Le Port de la Houle, encerclé par un chemin de ronde, légèrement détaché du centre-ville, emballe nos sens d’effluves marines, découvre à chaque marée la vie animée des parcs à huitres, dévoile ses baraques pour déguster, à quai, les goûteuses perles de la mer. S’agitent en façade des voyageurs attirés par une multitude de restaurants aux senteurs marines. Le soir, dans un décor de lumière, les transactions entre bateaux de pêche, qui vont alimenter le lendemain la ville avec leurs précieux produits, vont bon train.

Des marches ou une belle côte à gravir conduisent, en une poignée de minute, vers le «Centre», certes moins animé mais siège de l’espace culturel de la Halle à Marée.  On peut y découvrir l’Eglise Saint-Méen du 18ème siècle, la maison natale de Jeanne Jugan, béatifiée en 1982, le Musée de l’huître et du coquillage, la Ferme Marine, le Musée des Arts et Traditions Populaires, de petites rues typiques avec leurs échoppes, aux produits authentiques ou courants.
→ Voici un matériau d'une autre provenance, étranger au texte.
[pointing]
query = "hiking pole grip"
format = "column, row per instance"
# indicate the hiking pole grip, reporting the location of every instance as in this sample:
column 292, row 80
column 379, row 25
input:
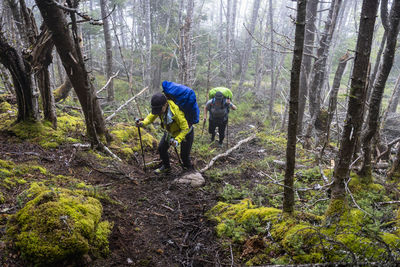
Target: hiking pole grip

Enfin, la Pointe du Groin est un magnifique lieu de ballade, balise de départ pour la «Route du Rhum», fenêtre ouverte à des vents puissants.

Depuis le mois de juin, le sémaphore a été réactivé pour des raisons de sécurité maritime (près de 6 500 navires ont circulé dans cette zone en 2014), avec 4 réservistes pour en assurer le service. Le coucher de soleil est exceptionnel et la mer déchainée provoque des sensations intenses.

En 1545, Cancale donne au roi François 1er des huitres plates, au goût si particulier, sans doute exacerbé par le marnage singulier de plus ou moins 13 mètres (différence entre marée basse et haute). En remerciement, ce dernier lui offre le statut de «ville».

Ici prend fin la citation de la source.